The family already had a daughter, Isobel, now 3, and Cayzer, who co-founded the firm Taylor & Turner, was heavily pregnant with her second child. She needed to make room for her growing family, and fast. Her first order of business: doubling the size of the third-story loft to create a guest suite and bedroom for Isobel. The dark room might still be the smallest in the Victorian home, but now it’s also the most special:
Making the Layout Just Right
With this level’s heavily slanted roof, a built-in daybed made perfect sense: “I knew it was going to be under the eaves so I wanted to do some type of enclosed nest,” she says of the nook. To make space for a closet in the neighboring guest room, Cayzer had borrowed square footage from Isobel’s room and left just enough for a twin bed. “I hate dead space or voids,” says the designer, who even managed to squeeze in a nightstand niche and a bookcase, which her daughter loves to pore over every night in search of the perfect bedtime story.
Softening the Sharp Angles
To cozy up the sloped bed alcove, Cayzer paneled the walls and ceiling with Pierre Frey’s Fleurs Etranges textile, which she lined with a red Samuel & Sons trim. She softened the area even further with a matching headboard and footer upholstered in Romo’s Ruskin linen in raspberry.
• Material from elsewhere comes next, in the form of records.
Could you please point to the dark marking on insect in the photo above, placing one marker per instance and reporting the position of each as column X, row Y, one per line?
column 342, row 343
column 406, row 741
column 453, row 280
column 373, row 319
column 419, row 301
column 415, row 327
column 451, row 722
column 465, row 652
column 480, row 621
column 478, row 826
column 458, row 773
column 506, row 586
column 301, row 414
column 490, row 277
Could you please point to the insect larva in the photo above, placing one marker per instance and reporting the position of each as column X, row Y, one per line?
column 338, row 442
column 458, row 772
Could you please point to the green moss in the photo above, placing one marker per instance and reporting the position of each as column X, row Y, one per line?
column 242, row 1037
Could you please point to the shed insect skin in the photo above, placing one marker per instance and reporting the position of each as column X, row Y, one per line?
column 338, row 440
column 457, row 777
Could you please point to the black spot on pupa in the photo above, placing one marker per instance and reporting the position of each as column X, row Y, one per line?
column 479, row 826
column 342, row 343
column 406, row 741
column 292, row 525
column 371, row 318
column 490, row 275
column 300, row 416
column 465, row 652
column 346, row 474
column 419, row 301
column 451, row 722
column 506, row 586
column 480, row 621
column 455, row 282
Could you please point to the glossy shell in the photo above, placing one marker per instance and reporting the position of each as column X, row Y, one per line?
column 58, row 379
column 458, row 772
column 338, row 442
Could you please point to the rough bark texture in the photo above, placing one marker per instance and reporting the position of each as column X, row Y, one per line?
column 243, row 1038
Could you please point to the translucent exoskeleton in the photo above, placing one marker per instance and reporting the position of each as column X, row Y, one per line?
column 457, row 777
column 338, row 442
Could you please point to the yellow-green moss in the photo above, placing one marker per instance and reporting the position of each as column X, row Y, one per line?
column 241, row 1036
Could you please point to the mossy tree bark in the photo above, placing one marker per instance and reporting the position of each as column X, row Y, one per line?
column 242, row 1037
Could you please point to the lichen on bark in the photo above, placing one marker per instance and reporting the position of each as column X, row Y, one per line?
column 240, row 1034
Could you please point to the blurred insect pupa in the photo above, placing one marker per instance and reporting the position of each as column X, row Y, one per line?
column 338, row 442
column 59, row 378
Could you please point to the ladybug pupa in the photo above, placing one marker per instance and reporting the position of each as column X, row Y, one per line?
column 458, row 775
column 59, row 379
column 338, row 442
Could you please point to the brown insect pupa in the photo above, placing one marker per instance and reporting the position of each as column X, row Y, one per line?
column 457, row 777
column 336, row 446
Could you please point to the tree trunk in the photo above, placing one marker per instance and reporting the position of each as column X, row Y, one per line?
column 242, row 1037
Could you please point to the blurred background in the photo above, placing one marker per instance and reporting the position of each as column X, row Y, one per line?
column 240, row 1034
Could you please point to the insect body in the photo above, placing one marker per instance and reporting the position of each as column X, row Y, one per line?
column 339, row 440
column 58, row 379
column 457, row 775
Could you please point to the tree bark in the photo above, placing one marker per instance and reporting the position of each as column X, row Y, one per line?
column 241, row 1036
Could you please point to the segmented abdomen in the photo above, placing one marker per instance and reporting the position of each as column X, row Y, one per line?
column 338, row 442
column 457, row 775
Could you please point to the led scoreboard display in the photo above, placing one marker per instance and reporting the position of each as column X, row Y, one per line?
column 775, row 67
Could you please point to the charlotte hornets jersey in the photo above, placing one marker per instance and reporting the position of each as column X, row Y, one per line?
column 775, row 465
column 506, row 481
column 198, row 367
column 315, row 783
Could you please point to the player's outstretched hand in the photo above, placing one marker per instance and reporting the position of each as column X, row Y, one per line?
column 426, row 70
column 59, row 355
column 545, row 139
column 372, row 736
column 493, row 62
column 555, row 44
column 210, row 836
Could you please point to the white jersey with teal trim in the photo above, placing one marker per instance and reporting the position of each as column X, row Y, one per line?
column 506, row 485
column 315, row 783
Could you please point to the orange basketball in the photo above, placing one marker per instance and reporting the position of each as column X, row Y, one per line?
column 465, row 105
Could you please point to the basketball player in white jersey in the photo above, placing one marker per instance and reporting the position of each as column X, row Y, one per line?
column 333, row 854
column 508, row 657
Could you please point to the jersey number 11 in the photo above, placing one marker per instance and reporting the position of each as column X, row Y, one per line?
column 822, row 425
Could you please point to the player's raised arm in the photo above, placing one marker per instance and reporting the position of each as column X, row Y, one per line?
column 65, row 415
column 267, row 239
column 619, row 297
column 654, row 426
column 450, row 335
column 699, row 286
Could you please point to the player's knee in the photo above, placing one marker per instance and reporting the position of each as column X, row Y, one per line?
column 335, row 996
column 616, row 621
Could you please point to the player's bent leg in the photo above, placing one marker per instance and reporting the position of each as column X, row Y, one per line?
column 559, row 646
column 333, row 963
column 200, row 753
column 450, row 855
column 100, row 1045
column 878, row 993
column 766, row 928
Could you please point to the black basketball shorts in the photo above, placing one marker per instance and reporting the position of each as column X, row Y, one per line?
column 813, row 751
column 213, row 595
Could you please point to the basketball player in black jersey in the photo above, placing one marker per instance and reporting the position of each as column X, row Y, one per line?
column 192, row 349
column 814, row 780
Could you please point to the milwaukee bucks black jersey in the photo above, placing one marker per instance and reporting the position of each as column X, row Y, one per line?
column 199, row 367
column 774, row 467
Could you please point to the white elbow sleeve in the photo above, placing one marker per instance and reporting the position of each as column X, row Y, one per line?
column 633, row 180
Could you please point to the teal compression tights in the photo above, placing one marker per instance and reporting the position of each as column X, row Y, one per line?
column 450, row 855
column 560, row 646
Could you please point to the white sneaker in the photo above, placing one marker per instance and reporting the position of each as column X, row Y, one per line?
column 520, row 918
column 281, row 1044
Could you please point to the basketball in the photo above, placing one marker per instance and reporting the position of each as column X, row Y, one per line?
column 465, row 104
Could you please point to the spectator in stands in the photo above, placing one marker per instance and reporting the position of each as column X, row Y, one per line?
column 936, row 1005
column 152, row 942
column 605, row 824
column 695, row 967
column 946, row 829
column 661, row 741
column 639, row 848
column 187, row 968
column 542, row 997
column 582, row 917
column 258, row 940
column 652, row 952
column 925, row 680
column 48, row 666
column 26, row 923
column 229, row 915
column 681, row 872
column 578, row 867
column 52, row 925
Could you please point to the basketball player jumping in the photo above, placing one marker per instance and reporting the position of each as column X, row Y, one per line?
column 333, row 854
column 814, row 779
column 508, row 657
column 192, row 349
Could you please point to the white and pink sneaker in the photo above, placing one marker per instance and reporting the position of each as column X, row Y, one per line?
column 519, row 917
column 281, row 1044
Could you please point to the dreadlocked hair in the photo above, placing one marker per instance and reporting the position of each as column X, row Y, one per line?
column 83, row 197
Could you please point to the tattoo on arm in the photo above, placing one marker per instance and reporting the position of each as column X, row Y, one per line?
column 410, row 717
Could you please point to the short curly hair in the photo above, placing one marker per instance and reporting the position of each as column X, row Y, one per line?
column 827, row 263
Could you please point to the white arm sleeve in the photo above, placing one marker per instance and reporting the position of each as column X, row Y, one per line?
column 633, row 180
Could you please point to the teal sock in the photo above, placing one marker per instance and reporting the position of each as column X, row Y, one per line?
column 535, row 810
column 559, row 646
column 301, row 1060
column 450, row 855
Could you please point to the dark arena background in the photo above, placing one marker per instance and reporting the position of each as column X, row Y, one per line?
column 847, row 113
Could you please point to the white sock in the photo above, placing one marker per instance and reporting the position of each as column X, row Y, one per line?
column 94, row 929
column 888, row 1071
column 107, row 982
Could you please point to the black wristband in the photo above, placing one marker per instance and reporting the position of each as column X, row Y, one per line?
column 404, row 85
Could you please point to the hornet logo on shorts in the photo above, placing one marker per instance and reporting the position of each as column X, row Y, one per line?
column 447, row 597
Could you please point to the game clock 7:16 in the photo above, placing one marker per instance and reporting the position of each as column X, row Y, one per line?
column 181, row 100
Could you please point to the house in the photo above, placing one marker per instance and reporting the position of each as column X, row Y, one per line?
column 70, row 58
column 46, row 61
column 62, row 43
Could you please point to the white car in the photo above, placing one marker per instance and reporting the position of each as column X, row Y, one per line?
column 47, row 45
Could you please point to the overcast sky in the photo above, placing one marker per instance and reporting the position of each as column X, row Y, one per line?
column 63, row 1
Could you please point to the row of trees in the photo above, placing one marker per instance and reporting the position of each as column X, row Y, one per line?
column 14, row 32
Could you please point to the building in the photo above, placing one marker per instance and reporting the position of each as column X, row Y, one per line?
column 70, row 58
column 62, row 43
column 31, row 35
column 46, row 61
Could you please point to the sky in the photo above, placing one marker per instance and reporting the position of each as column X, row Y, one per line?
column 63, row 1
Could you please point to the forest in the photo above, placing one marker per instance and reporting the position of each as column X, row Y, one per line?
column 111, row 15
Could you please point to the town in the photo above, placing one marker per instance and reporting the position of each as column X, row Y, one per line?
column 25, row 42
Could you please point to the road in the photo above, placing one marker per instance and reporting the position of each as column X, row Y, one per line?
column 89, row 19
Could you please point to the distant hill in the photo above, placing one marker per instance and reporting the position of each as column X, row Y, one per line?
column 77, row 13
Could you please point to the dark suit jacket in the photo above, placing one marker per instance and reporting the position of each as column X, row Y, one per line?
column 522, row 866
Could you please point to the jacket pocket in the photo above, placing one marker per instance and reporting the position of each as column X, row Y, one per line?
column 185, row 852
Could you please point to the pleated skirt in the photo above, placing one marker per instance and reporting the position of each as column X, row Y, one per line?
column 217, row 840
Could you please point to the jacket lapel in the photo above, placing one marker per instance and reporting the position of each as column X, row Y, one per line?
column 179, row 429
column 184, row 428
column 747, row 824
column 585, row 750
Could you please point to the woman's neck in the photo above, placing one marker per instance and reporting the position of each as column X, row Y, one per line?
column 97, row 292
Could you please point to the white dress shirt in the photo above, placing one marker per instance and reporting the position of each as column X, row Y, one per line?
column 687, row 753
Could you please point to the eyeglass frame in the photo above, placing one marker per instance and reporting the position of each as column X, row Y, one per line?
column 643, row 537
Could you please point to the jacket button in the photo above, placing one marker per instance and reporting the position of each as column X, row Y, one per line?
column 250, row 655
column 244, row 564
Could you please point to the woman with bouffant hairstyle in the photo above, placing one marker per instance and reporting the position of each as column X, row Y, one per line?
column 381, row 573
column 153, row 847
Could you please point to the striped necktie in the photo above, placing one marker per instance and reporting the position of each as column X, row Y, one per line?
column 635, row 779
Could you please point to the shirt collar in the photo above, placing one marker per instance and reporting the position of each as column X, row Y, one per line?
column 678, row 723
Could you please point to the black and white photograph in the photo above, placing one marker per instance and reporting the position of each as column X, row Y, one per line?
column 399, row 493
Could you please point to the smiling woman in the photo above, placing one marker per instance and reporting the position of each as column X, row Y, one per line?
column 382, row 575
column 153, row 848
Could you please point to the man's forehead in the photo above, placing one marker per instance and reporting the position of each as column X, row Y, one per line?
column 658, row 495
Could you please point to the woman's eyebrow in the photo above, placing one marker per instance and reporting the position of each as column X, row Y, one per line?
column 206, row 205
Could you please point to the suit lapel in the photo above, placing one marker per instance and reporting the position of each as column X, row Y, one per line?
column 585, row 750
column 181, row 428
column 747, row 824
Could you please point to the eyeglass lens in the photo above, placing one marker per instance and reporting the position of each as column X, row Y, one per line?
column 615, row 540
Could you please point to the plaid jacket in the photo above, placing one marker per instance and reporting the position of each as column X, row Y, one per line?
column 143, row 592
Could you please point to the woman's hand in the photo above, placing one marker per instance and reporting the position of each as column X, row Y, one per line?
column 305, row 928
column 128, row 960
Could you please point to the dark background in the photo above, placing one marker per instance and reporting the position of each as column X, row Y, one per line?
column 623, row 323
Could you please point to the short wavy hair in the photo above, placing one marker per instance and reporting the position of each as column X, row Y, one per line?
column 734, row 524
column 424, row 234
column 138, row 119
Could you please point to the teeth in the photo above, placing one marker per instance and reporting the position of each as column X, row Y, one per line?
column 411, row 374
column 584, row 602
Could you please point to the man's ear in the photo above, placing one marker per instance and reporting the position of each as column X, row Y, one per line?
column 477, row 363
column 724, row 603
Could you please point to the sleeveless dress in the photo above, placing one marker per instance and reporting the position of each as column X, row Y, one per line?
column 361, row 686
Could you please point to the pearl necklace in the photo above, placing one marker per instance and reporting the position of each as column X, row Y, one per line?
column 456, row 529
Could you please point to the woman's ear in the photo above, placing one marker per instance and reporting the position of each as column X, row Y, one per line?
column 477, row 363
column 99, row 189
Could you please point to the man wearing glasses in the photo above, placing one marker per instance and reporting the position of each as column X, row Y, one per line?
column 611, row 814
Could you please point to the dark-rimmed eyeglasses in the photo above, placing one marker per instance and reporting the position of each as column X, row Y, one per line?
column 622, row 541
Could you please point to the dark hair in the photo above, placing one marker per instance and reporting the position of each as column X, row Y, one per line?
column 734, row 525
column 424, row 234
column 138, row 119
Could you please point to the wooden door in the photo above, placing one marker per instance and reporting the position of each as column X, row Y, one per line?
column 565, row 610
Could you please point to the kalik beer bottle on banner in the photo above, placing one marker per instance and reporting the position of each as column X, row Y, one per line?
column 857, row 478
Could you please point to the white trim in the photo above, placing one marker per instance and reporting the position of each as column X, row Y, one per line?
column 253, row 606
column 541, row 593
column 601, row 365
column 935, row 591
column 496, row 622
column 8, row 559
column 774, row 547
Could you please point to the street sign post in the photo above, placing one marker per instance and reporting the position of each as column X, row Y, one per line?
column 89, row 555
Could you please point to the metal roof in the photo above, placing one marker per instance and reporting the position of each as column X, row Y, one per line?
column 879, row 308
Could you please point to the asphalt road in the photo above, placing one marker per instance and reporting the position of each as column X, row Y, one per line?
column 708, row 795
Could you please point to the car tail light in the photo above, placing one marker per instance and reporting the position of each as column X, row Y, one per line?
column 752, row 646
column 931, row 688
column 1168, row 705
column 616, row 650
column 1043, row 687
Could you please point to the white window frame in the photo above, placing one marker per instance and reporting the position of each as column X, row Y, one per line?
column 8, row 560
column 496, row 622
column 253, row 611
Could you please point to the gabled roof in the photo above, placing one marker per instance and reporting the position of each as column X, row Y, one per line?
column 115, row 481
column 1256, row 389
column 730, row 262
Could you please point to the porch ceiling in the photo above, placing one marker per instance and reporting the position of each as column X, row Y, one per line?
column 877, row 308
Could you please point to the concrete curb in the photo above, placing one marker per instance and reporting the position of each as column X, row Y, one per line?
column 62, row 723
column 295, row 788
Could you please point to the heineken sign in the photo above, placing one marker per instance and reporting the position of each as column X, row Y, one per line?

The finishing touches: scalloped bedding from Cologne & Cotton and a sconce with a Fermoie pleated shade.
Taking a Chance on Paint
Cayzer painted the rest of the room—ceiling, trim, and all—in a custom pistachio hue from Dulux, which she matched to the floral fabric. “At one point, I worried it was pregnancy brain taking over,” she notes, laughing. But as soon as the Pierre Frey textile was installed, Cayzer knew it was the perfect shade. “During the day it’s bright and breezy, but in the evening it’s very soft,” she says. “It never feels dark; it almost glows at night.”
Using Up Every Square Inch
The second floor, which houses the main bedroom and nursery, sorely lacked storage, so that was Cayzer’s top priority for the extension. Under-bed drawers house out-of-season items, while a closet on the opposite wall (with doors that almost disappear into the monochrome mint scheme) holds Isobel’s clothes. “The hanging rails are on her level, and there are nooks for her precious things,” says the designer, noting that her daughter also loves to hang her dresses on the knobs for all to see.
After the renovation was complete, Cayzer realized the tiny jewel box felt familiar. “My childhood bedroom was also pink and green,” she notes. “I was subconsciously trying to re-create it.”